Comprehensive Molecular Analysis in NRG Oncology/RTOG 9813: A Phase 3 Study of Radiation and Temozolomide Versus Radiation and BCNU/CCNU in Anaplastic Astrocytoma

Jessica L Fleming  1 Stephanie L Pugh  2 Susan M Chang  3 Joseph P McElroy  1 Aline P Becker  1 Kenneth D Aldape  4 Helen A Shih  5 Lynn Stuart Ashby  6 Grant K Hunter  7 Jean-Paul Bahary  8 Christopher J Schultz  9 Brian D Kavanagh  10 Vinay K Puduvalli  11 H Ian Robins  12 Maria Werner-Wasik  13 Minesh Mehta  14 Arnab Chakravarti  15
Affiliations
Clinical Trial

Comprehensive Molecular Analysis in NRG Oncology/RTOG 9813: A Phase 3 Study of Radiation and Temozolomide Versus Radiation and BCNU/CCNU in Anaplastic Astrocytoma

Jessica L Fleming et al. Int J Radiat Oncol Biol Phys. .

Abstract

Purpose: There is a need to better understand the molecular features that characterize grade 3 astrocytomas and their significance in predicting clinical outcomes. The aim of this study was to determine the significance of the 2021 World Health Organization (WHO)-defined molecular subgroups, along with MGMT promoter methylation, and other alterations in NRG Oncology/RTOG 9813.

Methods and materials: Mutation status was determined by immunohistochemistry and/or next-generation sequencing. Copy number alterations and MGMT methylation were determined by Affymetrix Oncoscan and/or Illumina 450K arrays. Progression-free survival and overall survival were estimated using the Kaplan-Meier method and tested using the log-rank test. Multivariable analyses used Cox proportional hazards models.

Results: Application of the 2021 WHO-defined criteria resulted in the reclassification of 26/79 (33%) patients to grade 4 astrocytoma, IDH-mutant or glioblastoma. When looking at newly assigned molecular grade, grade 3 patients experienced longer survival outcomes compared to grade 4 patients. As individual biomarkers, IDH1/2 mutations, MGMT promoter methylation, and ATRX mutations were each associated with longer survival, whereas TERT promoter mutations, EGFR amplification, and gain of chromosome 7/loss of 10 (Chr+7/-10) were associated with shorter survival.

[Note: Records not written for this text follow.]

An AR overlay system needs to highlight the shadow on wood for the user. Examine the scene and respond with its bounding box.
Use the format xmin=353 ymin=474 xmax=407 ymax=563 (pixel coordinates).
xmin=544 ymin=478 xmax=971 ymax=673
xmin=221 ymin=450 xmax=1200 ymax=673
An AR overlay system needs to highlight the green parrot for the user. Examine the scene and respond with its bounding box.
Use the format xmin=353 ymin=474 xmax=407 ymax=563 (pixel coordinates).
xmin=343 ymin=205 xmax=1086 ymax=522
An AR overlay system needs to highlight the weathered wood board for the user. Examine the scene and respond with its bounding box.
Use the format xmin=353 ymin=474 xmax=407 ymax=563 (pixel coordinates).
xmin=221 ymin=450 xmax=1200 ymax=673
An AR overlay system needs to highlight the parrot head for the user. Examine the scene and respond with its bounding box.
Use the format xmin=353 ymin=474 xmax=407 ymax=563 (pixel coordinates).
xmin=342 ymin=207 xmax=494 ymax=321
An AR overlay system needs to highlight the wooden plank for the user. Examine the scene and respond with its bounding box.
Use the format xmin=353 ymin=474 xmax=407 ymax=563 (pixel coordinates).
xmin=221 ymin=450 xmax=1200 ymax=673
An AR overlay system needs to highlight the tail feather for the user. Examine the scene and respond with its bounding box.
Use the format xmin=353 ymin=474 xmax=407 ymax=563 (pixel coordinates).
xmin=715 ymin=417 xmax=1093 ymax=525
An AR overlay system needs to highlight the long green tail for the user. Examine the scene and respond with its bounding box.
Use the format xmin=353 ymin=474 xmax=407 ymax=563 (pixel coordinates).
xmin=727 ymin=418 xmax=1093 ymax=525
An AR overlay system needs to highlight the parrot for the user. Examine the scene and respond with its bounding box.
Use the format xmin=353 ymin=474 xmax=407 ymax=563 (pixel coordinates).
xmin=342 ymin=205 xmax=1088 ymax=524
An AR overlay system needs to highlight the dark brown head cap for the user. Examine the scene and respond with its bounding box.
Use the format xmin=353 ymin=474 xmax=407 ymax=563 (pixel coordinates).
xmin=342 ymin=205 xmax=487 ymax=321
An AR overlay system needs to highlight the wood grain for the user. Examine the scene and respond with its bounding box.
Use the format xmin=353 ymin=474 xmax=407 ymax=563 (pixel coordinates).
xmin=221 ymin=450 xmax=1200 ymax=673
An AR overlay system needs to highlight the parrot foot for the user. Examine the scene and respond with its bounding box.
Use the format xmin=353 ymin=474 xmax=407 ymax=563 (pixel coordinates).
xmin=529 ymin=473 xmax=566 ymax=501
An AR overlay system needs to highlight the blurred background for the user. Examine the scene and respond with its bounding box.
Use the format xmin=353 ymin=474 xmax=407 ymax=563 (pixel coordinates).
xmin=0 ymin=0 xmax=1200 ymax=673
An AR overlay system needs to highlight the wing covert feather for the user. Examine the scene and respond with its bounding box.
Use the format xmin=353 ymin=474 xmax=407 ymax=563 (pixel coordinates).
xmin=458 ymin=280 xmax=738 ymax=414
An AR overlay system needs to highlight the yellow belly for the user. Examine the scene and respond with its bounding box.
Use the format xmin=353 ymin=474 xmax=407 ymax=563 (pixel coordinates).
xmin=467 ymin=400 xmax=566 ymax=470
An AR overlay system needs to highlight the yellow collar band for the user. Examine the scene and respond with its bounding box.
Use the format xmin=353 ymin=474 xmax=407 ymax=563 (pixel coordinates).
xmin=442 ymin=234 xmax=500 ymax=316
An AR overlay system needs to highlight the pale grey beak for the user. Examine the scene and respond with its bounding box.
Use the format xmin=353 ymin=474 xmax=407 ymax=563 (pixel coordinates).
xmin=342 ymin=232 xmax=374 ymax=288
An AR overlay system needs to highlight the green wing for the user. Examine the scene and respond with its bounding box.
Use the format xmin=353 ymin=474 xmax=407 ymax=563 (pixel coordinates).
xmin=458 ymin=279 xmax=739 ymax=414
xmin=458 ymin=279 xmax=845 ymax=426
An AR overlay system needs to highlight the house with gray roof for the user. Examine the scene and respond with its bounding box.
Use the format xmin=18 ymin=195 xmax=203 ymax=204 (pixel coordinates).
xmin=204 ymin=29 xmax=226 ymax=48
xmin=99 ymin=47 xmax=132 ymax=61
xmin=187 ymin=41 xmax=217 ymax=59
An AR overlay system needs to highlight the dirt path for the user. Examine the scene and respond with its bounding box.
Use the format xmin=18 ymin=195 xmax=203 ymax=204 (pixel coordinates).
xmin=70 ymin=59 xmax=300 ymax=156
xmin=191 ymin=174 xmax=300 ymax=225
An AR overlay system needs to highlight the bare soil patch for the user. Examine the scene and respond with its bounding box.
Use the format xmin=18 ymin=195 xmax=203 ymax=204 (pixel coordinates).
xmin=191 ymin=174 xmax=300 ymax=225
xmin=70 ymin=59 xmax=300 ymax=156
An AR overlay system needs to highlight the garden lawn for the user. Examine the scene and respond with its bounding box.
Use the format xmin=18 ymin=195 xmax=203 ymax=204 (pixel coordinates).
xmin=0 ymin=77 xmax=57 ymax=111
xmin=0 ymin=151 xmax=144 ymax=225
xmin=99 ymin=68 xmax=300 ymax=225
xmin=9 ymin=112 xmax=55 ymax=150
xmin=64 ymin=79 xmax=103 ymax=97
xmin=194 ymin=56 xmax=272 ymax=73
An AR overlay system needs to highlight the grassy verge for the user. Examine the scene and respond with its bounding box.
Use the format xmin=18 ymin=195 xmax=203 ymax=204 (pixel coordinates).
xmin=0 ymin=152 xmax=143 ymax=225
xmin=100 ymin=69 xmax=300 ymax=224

Similar survival outcomes were observed for MGMT methylated patients treated with radiation therapy (RT) and temozolomide (TMZ) or RT and BCNU/CCNU, and MGMT unmethylated patients treated with RT and TMZ. Additionally, IDH-mutant patients seemed to respond well to the addition of TMZ.

Conclusions: This study demonstrated the importance of classifying patients according to the 2021 WHO-defined criteria. The majority of IDH-wildtype anaplastic astrocytomas (grade 3) were reclassified as glioblastoma (grade 4). These analyses also shed light on the efficacy of TMZ in certain molecular subgroups, where the addition of TMZ to RT appeared to benefit patients regardless of MGMT methylation status.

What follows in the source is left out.